Published On: Mon, Jan 30th, 2017

Gavel changes hands at Joint Court of Justice

CourtWILLEMSTAD - New President of the Joint Court of Justice of Aruba, Curaçao and St. Maarten, and of Bonaire, St. Eustatius and Saba Eunice Saleh received the gavel from outgoing President Evert Jan van der Poel during Friday’s extraordinary sitting of the Court at Santa Barbara Resort.

At the same time as the Joint Court bade farewell to Van der Poel, who has been presiding over the Court since 2013, Saleh (37) was officially installed as his successor.

Not being the youngest, neither the first local, nor the first woman President, Saleh is nevertheless the first daughter of a former Joint Court President to tread in her father’s footsteps.

Jaime Saleh held this position for 10 years between 1979 and 1989. Since then a lot has changed, his daughter said in her acceptance speech. She pointed at the increased complexity of cases, as well as the fact that nowadays the Court is more allowed to express Antillean or Caribbean influences.

She said that former Presidents Lisbeth Hoefdraad and Van der Poel both served as “building masters” of the new Court. “I see my role as that of an interior designer. I shall continue furnishing work for the House of Justice, for all my colleagues and litigants,” Saleh said in looking forward to a good cooperation with the Board, the Supervisory Council and all her colleagues.

As for the vision of the Court in the years to come, she said the Court’s central goals are to increase the accessibility to administration of justice; to ensure the trust of citizens in the administration of justice; to stimulate professionalism and quality; and to improve customer service.

Implementation of a new case-registration programme, website renovation, publication of rulings and a pilot with digital litigations were mentioned by Saleh as some of the targets for 2017.

Many high-ranking government officials from all corners of the kingdom were present at the ceremony. The highest courts of the kingdom were represented by Vice-President of the Council of State Piet-Hein Donner and by Attorney General of the High Court of the Netherlands Jos Silvis. President of the Caribbean Court of Justice Dennis Byron was also present, as well as Justices Jacob “Bob” Wit and Adrian Saunders.

St. Maarten’s delegation comprised Governor Eugene Holiday and Joint Court Vice-President Katja Mans. Chief Registrar at the St. Maarten Courthouse Maritsa James-Christina read the royal decree for Saleh’s appointment.

In his farewell address, Van der Poel said he considered his mission accomplished. In introducing his successor, he said that Saleh was no novice when it comes to the administration of law.

“From the autonomy of this Joint Court in 2010 she has been a member of the Board and for many years the substitute President. She has been at the basis of the founding of this organization and has gone through all the phases of changes this Joint Court underwent. There could not have been a better possible time of preparation for her new function,” he said.
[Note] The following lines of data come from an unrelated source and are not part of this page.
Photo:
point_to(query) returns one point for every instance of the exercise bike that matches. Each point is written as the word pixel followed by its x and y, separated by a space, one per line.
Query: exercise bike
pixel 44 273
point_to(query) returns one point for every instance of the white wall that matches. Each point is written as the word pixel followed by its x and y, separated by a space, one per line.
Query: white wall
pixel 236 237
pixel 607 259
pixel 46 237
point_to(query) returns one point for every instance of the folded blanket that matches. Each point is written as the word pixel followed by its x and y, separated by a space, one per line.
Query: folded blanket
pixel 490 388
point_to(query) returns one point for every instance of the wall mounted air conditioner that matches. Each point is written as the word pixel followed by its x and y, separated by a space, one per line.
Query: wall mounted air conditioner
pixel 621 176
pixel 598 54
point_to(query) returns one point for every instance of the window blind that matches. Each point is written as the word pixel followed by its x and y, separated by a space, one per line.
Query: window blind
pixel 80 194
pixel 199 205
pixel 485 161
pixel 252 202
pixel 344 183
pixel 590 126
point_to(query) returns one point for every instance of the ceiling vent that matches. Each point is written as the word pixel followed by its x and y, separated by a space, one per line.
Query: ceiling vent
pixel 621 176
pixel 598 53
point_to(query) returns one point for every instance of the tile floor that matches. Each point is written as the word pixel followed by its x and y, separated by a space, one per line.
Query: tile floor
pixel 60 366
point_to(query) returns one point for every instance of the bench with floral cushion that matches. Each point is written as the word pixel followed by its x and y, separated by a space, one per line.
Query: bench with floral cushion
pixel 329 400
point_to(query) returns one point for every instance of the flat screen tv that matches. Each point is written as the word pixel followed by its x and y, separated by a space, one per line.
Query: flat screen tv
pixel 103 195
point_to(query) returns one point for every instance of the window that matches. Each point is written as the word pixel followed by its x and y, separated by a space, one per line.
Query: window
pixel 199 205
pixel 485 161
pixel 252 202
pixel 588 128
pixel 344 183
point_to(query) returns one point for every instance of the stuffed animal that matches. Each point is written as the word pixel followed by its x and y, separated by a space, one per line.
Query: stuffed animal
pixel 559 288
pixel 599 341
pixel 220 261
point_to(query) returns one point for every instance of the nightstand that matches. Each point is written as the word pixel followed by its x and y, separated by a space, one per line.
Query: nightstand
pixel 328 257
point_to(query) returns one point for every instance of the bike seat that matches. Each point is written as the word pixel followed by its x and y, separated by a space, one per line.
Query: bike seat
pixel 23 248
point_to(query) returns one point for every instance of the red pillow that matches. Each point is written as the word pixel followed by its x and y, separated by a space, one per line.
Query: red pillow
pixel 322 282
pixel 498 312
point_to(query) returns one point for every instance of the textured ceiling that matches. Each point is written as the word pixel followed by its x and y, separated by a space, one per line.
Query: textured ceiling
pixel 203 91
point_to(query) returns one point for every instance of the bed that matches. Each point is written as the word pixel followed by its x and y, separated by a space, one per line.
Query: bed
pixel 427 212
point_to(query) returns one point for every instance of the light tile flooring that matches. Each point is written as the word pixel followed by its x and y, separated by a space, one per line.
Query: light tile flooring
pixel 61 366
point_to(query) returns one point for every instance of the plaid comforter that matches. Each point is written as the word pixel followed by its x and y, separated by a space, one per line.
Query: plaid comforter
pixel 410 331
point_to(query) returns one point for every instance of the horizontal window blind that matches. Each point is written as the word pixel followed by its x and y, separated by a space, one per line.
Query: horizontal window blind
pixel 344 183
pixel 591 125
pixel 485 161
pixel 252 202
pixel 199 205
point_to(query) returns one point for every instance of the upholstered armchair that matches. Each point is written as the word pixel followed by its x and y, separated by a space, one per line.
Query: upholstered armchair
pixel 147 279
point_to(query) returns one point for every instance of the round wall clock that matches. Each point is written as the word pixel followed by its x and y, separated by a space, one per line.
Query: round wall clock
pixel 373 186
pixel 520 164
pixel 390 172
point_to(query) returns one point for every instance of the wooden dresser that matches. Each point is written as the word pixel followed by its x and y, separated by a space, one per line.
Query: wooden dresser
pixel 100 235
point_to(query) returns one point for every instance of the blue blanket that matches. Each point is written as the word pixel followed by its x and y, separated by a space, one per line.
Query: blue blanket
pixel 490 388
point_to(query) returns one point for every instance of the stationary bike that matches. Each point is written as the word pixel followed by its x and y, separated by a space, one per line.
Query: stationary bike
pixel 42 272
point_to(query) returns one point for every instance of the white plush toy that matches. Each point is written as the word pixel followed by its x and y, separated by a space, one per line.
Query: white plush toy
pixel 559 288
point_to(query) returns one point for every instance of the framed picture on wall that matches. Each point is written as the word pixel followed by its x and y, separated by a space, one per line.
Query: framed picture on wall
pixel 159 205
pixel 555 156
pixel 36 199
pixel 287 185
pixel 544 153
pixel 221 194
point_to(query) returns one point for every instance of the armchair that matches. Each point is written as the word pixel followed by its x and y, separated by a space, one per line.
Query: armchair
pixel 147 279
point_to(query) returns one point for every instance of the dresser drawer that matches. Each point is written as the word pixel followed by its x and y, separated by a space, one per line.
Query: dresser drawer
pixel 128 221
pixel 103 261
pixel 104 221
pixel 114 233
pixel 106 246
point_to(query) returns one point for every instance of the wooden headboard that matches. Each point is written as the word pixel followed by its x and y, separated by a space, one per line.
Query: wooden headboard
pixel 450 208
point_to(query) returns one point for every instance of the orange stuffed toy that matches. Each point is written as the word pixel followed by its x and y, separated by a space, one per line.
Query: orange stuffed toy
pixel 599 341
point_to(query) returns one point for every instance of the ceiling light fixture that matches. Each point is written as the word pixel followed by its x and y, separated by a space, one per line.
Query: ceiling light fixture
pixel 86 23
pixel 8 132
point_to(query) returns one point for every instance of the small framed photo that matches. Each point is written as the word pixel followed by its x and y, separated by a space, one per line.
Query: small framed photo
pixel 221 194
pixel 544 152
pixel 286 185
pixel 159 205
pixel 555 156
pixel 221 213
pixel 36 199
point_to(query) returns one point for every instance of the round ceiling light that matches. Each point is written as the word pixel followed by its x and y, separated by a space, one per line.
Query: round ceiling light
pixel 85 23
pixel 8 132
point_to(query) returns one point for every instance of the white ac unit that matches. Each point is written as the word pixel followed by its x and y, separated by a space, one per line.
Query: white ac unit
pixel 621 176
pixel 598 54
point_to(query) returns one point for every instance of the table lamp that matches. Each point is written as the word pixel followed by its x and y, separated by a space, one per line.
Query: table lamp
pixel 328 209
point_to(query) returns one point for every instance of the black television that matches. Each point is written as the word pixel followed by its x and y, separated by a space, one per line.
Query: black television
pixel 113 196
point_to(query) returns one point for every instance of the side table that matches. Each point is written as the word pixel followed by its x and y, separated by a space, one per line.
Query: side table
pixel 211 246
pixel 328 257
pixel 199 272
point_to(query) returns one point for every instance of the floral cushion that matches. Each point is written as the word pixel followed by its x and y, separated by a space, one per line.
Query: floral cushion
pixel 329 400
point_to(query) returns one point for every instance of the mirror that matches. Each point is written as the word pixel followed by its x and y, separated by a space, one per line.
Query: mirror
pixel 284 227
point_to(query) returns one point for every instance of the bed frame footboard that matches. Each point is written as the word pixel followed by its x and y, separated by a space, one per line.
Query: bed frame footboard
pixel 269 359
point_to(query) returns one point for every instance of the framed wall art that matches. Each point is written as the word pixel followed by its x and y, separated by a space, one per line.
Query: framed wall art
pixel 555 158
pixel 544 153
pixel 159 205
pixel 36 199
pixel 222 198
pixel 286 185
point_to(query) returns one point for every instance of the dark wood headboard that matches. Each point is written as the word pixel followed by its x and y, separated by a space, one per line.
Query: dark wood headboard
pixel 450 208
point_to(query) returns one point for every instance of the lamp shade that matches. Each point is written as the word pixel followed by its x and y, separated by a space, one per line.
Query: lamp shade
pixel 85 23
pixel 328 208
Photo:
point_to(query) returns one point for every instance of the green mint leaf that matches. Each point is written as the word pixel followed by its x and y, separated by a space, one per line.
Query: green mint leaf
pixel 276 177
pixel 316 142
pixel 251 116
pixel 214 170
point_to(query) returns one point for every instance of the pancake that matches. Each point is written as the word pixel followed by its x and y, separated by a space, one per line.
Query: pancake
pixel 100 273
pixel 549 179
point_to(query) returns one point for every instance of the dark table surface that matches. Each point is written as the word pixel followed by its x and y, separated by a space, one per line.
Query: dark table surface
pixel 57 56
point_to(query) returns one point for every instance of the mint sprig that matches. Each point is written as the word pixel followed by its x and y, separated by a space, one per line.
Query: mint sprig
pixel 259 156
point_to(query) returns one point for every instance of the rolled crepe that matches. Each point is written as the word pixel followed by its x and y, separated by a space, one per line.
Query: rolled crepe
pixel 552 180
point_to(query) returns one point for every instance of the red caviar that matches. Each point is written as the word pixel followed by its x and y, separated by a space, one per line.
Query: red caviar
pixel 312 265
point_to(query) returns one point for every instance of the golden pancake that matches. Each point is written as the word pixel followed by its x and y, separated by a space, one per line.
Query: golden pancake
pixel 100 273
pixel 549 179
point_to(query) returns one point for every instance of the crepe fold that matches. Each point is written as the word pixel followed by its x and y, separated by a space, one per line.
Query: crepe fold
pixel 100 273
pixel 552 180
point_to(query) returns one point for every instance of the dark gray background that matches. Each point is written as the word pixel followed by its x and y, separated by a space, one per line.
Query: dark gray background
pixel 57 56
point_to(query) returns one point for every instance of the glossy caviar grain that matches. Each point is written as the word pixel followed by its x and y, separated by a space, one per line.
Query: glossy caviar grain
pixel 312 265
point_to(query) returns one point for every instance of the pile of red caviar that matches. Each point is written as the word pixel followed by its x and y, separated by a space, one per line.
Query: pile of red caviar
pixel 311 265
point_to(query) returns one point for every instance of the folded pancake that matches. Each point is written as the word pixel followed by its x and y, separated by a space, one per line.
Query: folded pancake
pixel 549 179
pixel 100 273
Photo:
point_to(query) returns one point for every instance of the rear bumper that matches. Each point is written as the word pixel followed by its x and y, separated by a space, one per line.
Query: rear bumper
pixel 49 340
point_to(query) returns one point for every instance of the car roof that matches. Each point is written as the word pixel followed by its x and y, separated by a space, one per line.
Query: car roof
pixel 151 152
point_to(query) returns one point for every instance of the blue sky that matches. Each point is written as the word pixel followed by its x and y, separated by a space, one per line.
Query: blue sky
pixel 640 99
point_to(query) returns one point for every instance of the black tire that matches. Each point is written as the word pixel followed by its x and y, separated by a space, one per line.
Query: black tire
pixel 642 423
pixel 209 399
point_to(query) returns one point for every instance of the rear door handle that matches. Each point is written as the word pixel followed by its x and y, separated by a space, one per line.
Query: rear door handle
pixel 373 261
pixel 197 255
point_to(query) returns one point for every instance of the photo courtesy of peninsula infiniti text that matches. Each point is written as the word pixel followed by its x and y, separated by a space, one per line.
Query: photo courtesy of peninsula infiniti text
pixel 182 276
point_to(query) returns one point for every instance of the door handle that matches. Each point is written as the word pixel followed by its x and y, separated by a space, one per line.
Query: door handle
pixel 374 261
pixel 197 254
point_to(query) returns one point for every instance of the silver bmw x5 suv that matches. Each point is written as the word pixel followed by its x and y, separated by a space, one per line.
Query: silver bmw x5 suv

He also referred to the new President’s own statements: “It’s now my time and I am ready for it,” but also: “I fancy this new job.”

Her predecessor called Saleh a “strong woman, who stands tall in this community and also enjoys the good things in life.”

Saleh was born in the heart of the Netherlands, in Utrecht. She went to Radulphus College in Curaçao, and studied law at the oldest University of the Netherlands, in Leiden. From 1991 until 1996 she was a lawyer in Amsterdam and Curaçao. She became a judicial officer in training in 1996, and finished her training as a judge at the Amsterdam Court in 1999.

Since then she is a Judge at the Joint Court and since 2009 she was appointed Joint Court Vice-President in Curaçao and Bonaire.

Van der Poel said that during the past years Saleh had shown strong interest in the Joint Court organization. “She has a good track record and has the support of the organization,” he said.

In looking back on his years as Joint Court President, Van der Poel said the Joint Court is now financially sound and capable to meet the demands.

“Training for Judges and employees received new impetus through the collaboration with the Training Institute for the Judiciary in the Netherlands. ‘Caribbeanizing’ has gradually gained more interest and contents. The orientation in the region is part of it. The ties with the Council of State, the High Court and the Courts of Appeals in the Netherlands, our highest Judges in the different Dutch jurisdictions, have been strengthened and the Joint Court experiences a lot of support and substantive feedback from this mutual cooperation,” he said.

After 15 years, having been leading two courts,– a Court of Appeals in the Netherlands and the Joint Court in succession –, Van der Poel decided to again occupy himself exclusively with the administration of justice. “This gives a lot of satisfaction because it is a profession that offers inconceivable satisfaction.”